Week 01: Python basics#
Learning objectives#
This lesson is designed to explain the basics of programming in Python.
learn and practice computer science terms: variable, comment, call, function, arguments, keyword argument, positional argument, default values, float, int, string, boolean, list, dict, object, package, array, DataFrame, Series
calculate arithmetic operations
call functions and change default values
indexing
logical statements
array
DataFrame, Series, some details
Preparation#
To follow along with this Lesson, please open the Colab notebook Week 01 Notes. The first code cell of this notebook calls to the remote computer, on which the notebook is running, and installs the necessary packages. For practice, you are responsible for importing the necessary packages.
Variable#
A variable consists of a name and value, where the name references the
value. The equals sign =
assigns to a name a specific value. The code below
creates a variable named weight_kg
which holds the value 55
.
weight_kg = 55
The code above follows the general pattern in Python for creating variables:
variable = expression
. The left hand side of the =
specifies a name and the
right hand side can be any valid Python expression.
weight_lb = weight_kg * 2.2
Notice that the right hand side is now a Python/mathematical expression that
uses the variable weight_kg
to create a new value (55 * 2.2) and creates a new
variable, named weight_lb
. We have thus assigned to the variable weight_lb
the value as determined by the expression weight_kg * 2.2
.
If we want to leave future readers of our code a note, within the code, to remind them of what this code is doing, we can leave a comment. Comments are ignored by Python, and are intended to help readers of your code.
weight_lb = weight_kg * 2.2 # convert kg to pounds
It is easy to get carried away with comments. When you are starting, this is not necessarily a bad thing. As your programming skills progress, your comments should focus less and less on how to read Python code and should instead focus more and more on the details surrounding why the code is written as it is. This is a fine line.
Functions#
This section will focus on using Python functions. We will look at writing functions later. A Python function is a named and bundled sequence of actions to perform on one or more variables.

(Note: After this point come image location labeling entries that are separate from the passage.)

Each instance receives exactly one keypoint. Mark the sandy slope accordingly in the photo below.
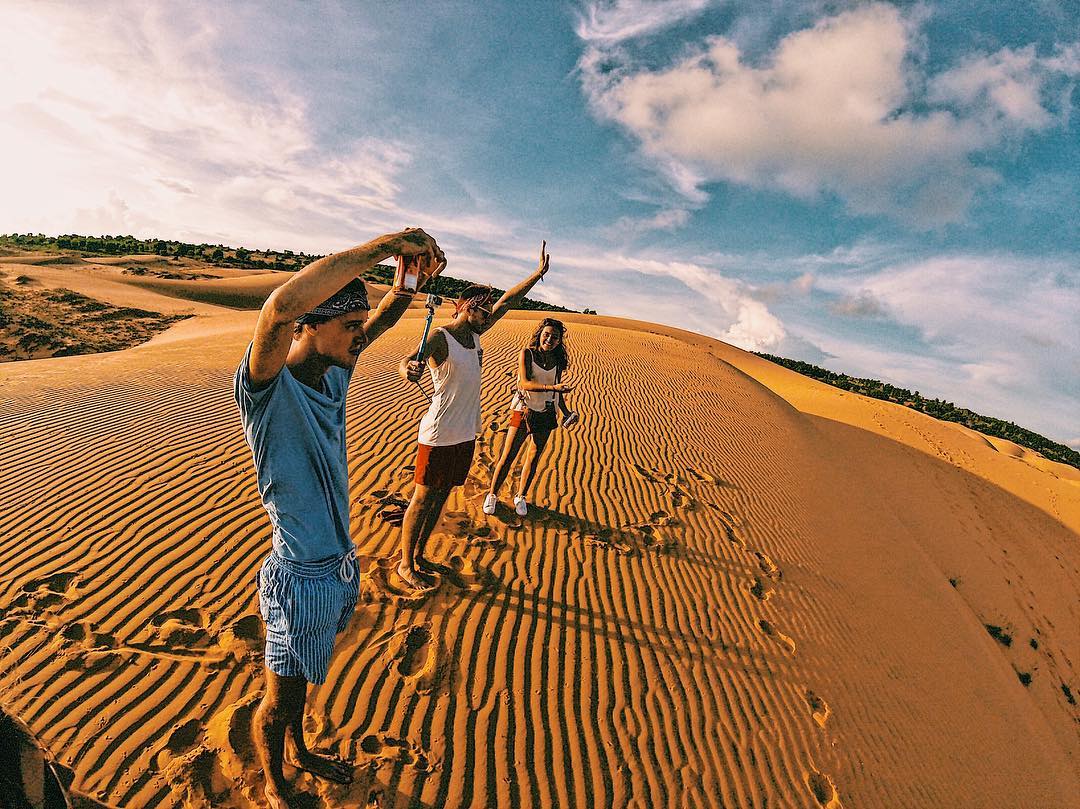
(736, 591)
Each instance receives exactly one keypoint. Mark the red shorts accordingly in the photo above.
(443, 467)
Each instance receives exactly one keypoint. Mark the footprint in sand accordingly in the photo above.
(389, 749)
(185, 628)
(645, 473)
(468, 576)
(777, 635)
(416, 655)
(184, 737)
(732, 537)
(768, 566)
(81, 633)
(823, 790)
(759, 591)
(819, 709)
(391, 506)
(41, 594)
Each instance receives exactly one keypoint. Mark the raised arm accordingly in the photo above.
(395, 301)
(512, 297)
(313, 284)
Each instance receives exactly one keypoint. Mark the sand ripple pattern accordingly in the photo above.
(653, 634)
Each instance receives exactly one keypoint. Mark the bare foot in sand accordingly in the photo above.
(275, 796)
(429, 567)
(332, 769)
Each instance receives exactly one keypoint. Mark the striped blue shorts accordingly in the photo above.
(305, 605)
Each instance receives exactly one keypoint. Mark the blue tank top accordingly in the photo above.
(297, 441)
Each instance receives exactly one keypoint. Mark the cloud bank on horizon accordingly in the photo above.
(890, 190)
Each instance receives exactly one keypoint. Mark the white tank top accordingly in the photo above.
(454, 415)
(538, 400)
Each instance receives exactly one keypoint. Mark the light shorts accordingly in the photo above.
(305, 605)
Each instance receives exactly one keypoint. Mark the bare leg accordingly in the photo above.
(512, 444)
(305, 759)
(429, 525)
(417, 516)
(282, 703)
(532, 460)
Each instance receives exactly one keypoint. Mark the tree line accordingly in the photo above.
(936, 407)
(220, 255)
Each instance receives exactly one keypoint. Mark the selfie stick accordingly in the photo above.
(432, 301)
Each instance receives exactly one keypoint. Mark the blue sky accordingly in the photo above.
(888, 189)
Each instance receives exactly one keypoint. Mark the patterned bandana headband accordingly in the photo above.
(350, 298)
(472, 301)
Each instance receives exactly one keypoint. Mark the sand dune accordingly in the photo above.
(740, 588)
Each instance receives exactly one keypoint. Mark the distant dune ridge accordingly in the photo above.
(739, 588)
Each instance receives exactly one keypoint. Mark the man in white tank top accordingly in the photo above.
(448, 430)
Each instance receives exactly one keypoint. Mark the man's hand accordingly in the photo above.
(414, 371)
(428, 271)
(544, 259)
(415, 242)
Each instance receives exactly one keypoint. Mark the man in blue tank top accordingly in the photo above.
(291, 389)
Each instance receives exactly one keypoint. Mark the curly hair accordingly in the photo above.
(562, 355)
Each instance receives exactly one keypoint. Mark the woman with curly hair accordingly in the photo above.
(540, 390)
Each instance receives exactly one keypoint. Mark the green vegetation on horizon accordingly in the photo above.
(220, 255)
(448, 287)
(937, 408)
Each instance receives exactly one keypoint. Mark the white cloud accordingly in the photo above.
(666, 219)
(864, 304)
(124, 118)
(716, 305)
(1009, 89)
(998, 334)
(834, 109)
(615, 22)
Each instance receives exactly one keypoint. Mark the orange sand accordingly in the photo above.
(734, 589)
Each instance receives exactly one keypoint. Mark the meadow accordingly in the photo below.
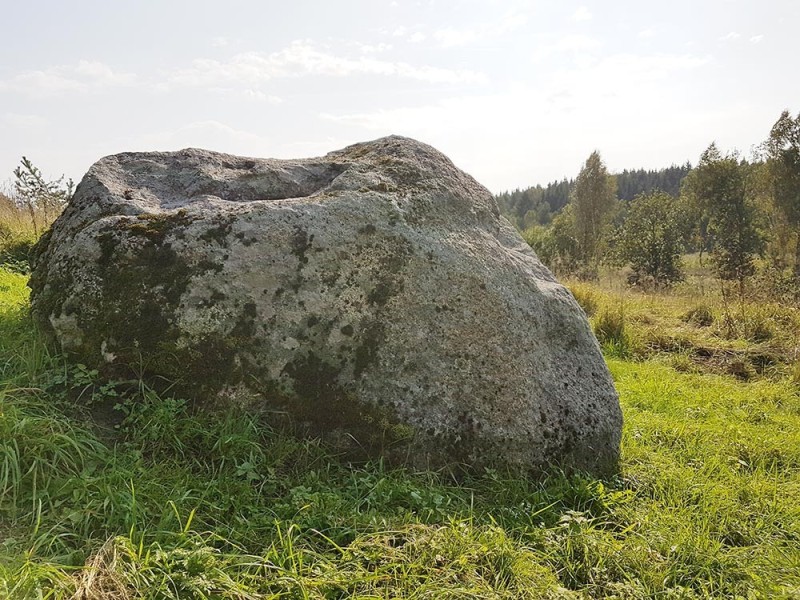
(109, 490)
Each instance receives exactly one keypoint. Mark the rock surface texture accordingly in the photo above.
(375, 295)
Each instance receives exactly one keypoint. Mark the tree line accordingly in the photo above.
(732, 209)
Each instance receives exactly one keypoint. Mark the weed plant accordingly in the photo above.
(169, 502)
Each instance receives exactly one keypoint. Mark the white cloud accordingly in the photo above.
(23, 122)
(557, 121)
(374, 48)
(577, 45)
(582, 14)
(86, 76)
(302, 58)
(201, 134)
(450, 37)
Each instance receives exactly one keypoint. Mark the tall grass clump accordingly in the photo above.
(610, 330)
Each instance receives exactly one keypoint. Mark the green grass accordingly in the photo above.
(167, 502)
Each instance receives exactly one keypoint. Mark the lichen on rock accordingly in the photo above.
(373, 295)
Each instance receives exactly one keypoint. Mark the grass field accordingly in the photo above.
(172, 503)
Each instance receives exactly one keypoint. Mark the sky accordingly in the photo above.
(516, 93)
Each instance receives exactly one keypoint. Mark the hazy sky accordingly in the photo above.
(516, 92)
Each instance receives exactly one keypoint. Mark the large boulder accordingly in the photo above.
(375, 295)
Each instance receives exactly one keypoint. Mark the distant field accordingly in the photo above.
(178, 504)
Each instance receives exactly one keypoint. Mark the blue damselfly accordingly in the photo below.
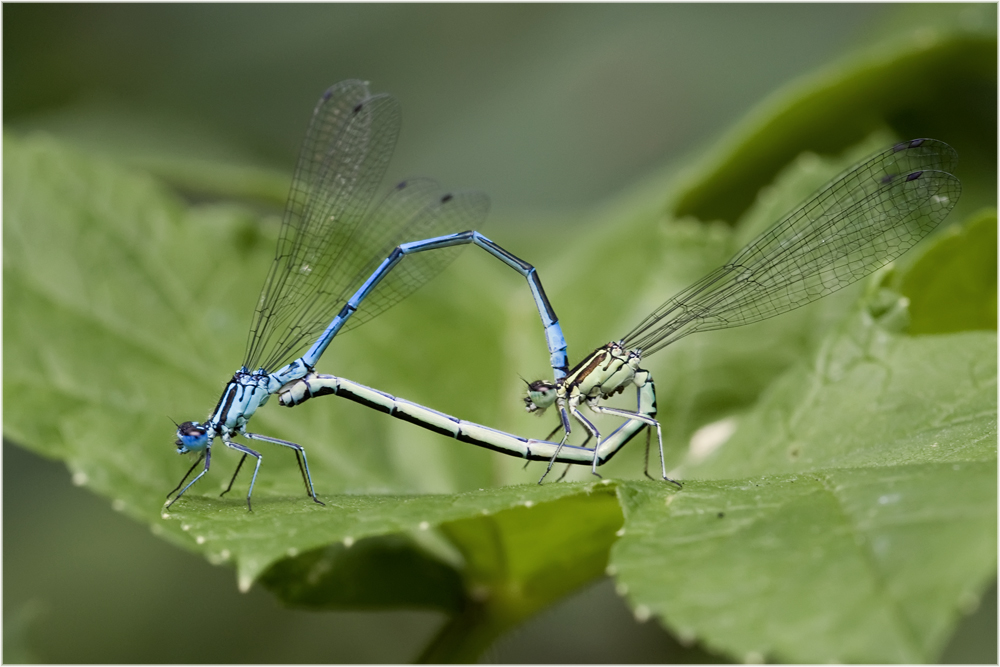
(333, 268)
(857, 223)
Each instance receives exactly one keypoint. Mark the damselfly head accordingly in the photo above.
(191, 437)
(541, 394)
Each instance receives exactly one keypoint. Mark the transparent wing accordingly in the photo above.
(414, 210)
(333, 237)
(860, 221)
(342, 162)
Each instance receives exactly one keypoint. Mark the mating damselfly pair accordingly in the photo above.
(343, 258)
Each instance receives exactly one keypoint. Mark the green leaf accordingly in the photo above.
(849, 565)
(874, 451)
(953, 286)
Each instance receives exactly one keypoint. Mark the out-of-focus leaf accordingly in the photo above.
(953, 286)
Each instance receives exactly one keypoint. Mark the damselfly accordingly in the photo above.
(855, 224)
(335, 259)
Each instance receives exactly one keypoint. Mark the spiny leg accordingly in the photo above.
(238, 466)
(627, 414)
(208, 461)
(597, 434)
(645, 465)
(303, 461)
(187, 474)
(564, 422)
(246, 450)
(549, 438)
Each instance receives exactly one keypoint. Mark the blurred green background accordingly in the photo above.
(550, 109)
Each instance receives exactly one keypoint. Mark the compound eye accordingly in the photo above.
(541, 394)
(191, 437)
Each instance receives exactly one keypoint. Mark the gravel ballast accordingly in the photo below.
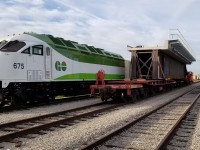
(73, 136)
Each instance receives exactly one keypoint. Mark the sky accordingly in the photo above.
(106, 24)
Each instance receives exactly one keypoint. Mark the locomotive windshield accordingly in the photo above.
(13, 46)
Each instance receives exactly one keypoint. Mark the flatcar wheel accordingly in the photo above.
(123, 97)
(2, 103)
(15, 101)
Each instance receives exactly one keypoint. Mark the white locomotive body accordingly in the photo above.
(38, 66)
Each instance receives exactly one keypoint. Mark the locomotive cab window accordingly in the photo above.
(13, 46)
(37, 50)
(26, 51)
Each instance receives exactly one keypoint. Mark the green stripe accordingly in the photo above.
(88, 76)
(78, 55)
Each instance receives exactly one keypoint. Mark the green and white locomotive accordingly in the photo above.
(37, 67)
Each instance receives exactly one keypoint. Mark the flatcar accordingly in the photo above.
(152, 69)
(37, 67)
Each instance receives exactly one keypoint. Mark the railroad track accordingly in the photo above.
(152, 130)
(9, 132)
(10, 108)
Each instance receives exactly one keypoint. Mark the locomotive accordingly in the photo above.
(37, 67)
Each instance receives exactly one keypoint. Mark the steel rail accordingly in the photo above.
(46, 126)
(115, 132)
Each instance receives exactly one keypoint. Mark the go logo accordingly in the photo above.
(60, 66)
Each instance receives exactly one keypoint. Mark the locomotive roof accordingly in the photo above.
(173, 48)
(74, 46)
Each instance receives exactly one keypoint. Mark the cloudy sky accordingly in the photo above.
(107, 24)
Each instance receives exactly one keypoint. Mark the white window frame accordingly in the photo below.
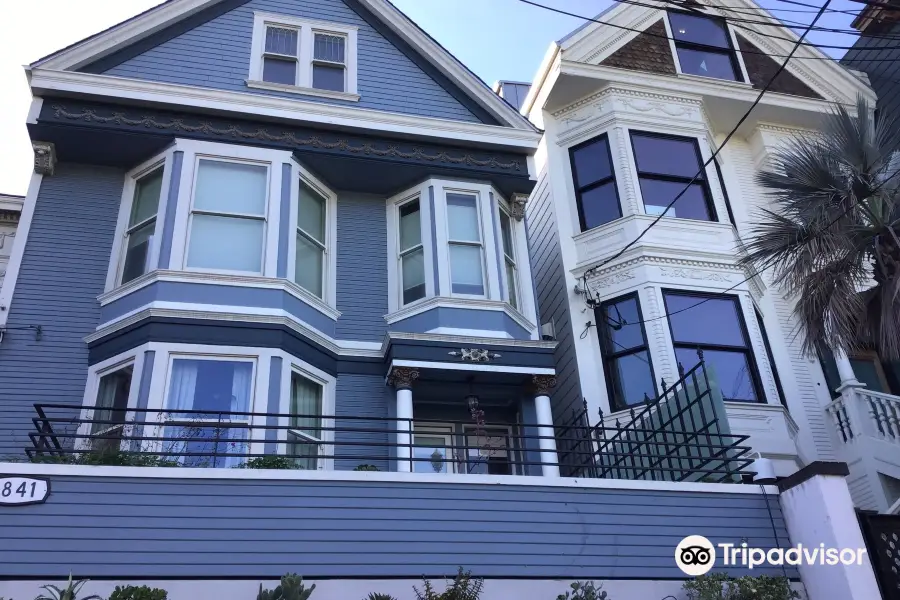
(117, 260)
(195, 151)
(329, 269)
(328, 385)
(306, 29)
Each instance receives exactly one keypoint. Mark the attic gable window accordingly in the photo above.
(303, 57)
(703, 45)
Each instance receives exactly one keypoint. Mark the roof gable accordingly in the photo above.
(207, 43)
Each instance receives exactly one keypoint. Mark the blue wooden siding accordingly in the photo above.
(149, 528)
(216, 54)
(362, 287)
(63, 271)
(552, 292)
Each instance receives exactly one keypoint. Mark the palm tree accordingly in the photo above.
(831, 238)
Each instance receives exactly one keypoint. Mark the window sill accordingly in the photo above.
(301, 91)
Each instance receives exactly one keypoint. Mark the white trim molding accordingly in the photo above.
(18, 250)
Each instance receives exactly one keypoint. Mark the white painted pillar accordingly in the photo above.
(549, 456)
(401, 378)
(818, 510)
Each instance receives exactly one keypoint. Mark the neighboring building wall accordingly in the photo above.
(216, 54)
(63, 271)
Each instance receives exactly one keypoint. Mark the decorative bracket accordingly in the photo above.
(475, 354)
(44, 157)
(517, 206)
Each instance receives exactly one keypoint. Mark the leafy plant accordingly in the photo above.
(131, 592)
(719, 586)
(584, 590)
(463, 587)
(70, 592)
(269, 461)
(291, 588)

The inputs are called arguments and the outputs (if there are any) are called return values.
Consider the function abs
, which computes the absolute value of its argument.
x = -3.1415
abs(x)
3.1415
The input is the variable x
, which holds the value -3.1415
, and the output is the
value 3.1415
, which itself is not assigned to any variable.
The general pattern in Python to call a function named f
on a single
argument x
is f(x)
. If there is more than one argument, say x1
,
x2
, and, xN
, the the arguments are separated by commas, f(x1, x2, ..., xN)
.
The function round
accepts as the first argument a number and a
second, named, argument the number of digits to round the first
argument to. If a function argument is named, it is called a
keyword arguments. If a function argument is not named, it is
called a positional argument.
round(x, ndigits = 1)
-3.1
Keyword arguments have a few benefits. Keyword arguments can make
code easier to read, so that you and/or the reader of your code is
(somewhat) reminded what the argument 1
is doing. Keyword arguments
also can have default values. The argument ndigits
of the
function round
defaults to None
, if no other value is specified,
which in this case instructs round
to round the first positional
argument to the nearest integer.
round(x)
-3
If you put arguments in the correct order, you do not need to specify the name of the keyword arguments, but this isn’t always good practice.
round(x, 3)
-3.142
Variable types#
Each variable in Python is of a specific type. Although we may think of the
numbers 3
and 3.0
as mathematically equivalent, these numbers are of
different types in Python (and most other programming languages).
type(x)
float
type(3)
int
The Python type float
is for variables that reference (something like) real
valued numbers, numbers with decimals, like the value -3.1415
. The type int
is for integer values.
There are many other Python types. Here’s an incomplete list of
Python specific types: str
, bool
, list
, and dict
. We’ll look
at str
and bool
immediately, and save list
and dict
for the
next section.
The type str
stands for string. Strings are any sequence of characters
between double "
or single '
quotes.
x = "MATH 131"
type(x)
str
Notice that I re-assigned the variable x
to now reference the value "MATH 131"
. Most programming languages allow re-assignment of variables. Dynamic
languages, such as Python, go futher and allow re-assignment of variables even
across two different types: float
-> str
.
The type bool
stands for boolean. Boolean is the computer science term for
the two specific values, which are spelled True
and False
in Python.
y = True
z = "True"
y == z
False
Spend a second with the code above. The variable y
is of type bool
because it
references one of the special Boolean values, specifically True
. The variable
z
is of type str
because it references a string which contains the word
True. Python considers y
and z
as different, since they are different types and
have different values. The last line indicates that Python treats y
and z
as not equal. The Python code y == z
is like asking the question, is y
equal to z
?, to which Python returns the Boolean value False
.
Novice programmers sometimes think the different types are burdensome. With some practice though, you will learn that types help programmers write good and logical code. For instance, if you write code like
abs(x)
---------------------------------------------------------------------------
TypeError Traceback (most recent call last)
Cell In[12], line 1
----> 1 abs(x)
TypeError: bad operand type for abs(): 'str'
The TypeError
is a friendly reminder that you re-assigned the
variable x
to hold a str
value and the function abs
has no
meaning when applied to a str
type. If nothing else, we must get
used to dealing with types appropriately.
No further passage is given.